Perhaps sensing our outrage and nostalgia for the original price, Tesco put the price back to 10p… but only for one week. Time moves on and inflation is something we just have to get used to.
If we step back from the Freddos example and think about the economy as a whole, you might be wondering how the government measures inflation overall?
I’m going to tell you! The government measures the overall change in prices of ALL goods by using something called the “Consumer Prices Index”.
In the same way that people observe the changes in Freddos prices by comparing one year with another, the government could do the same with all goods and services and use the average as the economy’s inflation figure.

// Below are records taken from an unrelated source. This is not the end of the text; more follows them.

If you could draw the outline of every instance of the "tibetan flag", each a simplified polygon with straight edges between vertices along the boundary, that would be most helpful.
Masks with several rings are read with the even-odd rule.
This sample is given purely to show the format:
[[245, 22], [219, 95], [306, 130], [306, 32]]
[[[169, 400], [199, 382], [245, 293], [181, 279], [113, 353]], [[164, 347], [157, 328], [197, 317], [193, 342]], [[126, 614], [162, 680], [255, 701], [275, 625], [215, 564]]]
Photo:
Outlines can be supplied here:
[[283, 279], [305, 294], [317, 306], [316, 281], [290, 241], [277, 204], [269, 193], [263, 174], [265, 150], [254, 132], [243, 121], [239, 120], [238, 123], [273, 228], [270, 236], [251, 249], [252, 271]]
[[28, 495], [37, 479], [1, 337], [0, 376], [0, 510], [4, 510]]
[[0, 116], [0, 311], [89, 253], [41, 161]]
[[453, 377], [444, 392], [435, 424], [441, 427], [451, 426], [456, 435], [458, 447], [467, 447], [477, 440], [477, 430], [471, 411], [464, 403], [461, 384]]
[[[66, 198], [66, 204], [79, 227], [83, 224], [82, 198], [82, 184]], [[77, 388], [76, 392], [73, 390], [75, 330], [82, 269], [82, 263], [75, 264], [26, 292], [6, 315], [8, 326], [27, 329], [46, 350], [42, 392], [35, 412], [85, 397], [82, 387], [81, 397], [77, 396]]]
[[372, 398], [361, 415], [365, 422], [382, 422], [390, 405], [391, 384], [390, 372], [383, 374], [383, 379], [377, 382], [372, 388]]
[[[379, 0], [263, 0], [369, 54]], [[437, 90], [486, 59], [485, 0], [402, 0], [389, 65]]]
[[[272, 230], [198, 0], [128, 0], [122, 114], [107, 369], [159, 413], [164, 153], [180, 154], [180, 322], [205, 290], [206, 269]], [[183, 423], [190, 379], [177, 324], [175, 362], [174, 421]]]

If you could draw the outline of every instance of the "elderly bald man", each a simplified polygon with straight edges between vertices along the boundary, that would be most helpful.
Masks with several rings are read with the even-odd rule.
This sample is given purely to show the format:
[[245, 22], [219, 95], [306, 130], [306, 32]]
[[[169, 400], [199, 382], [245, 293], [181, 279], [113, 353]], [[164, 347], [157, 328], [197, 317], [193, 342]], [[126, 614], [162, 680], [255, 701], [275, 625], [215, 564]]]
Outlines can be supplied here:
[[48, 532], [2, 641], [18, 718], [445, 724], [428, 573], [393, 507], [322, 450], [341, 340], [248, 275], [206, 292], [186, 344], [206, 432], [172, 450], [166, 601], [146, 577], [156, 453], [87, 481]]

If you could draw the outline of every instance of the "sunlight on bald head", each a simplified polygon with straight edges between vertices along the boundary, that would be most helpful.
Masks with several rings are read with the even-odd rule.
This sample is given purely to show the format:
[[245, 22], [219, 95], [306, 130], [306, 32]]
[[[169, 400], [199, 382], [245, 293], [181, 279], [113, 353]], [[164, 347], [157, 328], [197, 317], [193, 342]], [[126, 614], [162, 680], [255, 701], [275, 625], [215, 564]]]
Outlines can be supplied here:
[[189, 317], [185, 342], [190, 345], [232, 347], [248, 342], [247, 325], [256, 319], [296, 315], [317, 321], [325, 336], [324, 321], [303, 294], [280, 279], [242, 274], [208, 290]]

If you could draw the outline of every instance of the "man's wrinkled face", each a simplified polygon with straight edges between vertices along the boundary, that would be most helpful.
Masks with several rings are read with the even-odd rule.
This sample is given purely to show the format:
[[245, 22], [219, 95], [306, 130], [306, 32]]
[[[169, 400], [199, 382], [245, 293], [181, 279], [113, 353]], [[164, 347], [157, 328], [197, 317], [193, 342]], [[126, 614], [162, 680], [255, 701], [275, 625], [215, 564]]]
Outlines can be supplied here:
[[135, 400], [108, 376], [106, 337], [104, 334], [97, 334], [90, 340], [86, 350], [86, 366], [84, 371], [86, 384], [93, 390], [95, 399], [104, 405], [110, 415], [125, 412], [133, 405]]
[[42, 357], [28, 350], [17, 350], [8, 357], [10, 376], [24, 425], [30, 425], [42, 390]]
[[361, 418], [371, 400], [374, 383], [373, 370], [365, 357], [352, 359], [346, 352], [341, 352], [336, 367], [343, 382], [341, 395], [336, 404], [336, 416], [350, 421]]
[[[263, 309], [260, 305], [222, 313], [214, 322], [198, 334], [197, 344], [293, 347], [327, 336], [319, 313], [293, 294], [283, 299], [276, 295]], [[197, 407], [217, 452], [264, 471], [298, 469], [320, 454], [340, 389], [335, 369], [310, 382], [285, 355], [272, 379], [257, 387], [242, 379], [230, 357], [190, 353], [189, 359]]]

In reality, they do not use this method for two very good reasons:
1. It would take forever.
2. Using ALL the goods and services and averaging them would make the measure irrelevant, because no single household buys every good or service available to them in an economy — it would be unrepresentative!
Instead various other measures have been constructed in an effort to give a more useful measure for inflation.
The Consumer Prices Index is based on something called a “representative basket of goods” (think of it as a really big imaginary shopping basket).
This basket of goods holds a collection of the most commonly-bought items by households each year — roughly 700 goods and services. Importantly the basket is not fixed. Instead, the basket changes slightly each year to take into account changes in what we are buying.
Bread, milk and train fares are some of the items included. Each are weighted to reflect their varying importance in a typical household budget.
Finally, in order to work out the inflation level, the change in the total price of this “representative basket” from one year to the next is calculated and this change gives us our inflation figure.
I know price rises sound worrying but inflation is not a bad thing.
I asked an investment specialist, James, at my work about this.
He said: ‘Inflation is certainly vastly preferable to deflation. In fact, the UK government aim for a target of around 2% inflation per year in the UK.
‘Inflation is necessary to sustain a stable, growing economy. Businesses, for instance, can’t maintain and grow profits without increasing prices. Equally though, if prices rise too quickly, consumers may no longer be able to afford to spend and there may need to be sharp interest rate rises to bring inflation back under control. This can then choke off economic activity. So the government sees 2% target as a healthy, balanced level.’
The predicted level of inflation helps give us an idea of how our economy is doing (economists use it as a thermometer to check an economy’s temperature), and also lets us know what price changes we can expect to see — normally a small increase.
As spenders it is also key for us to remember that inflation is closely linked to our income. If a Freddo is going to cost us 2% more in 2023 than it does today, but our income also increases by 2%, then next year the Freddo won’t actually cost us any more than it did today.
Inflation alone is not the be all and end all. It is also important to think about how inflation changes in line with your personal income. This will help you understand the effect it will have on your spending power and how far your income can get you as inflation increases but your pay packet stays the same.
The eroding power of inflation on cash is one of the most compelling reasons we believe you should seriously consider investing in assets that has the potential to return more than the rate of inflation.
Please remember that when investing, making money is not guaranteed and your capital is at risk. The value of your fund can go down as well as up. Tax treatment depends on an individual’s circumstances and may be subject to change.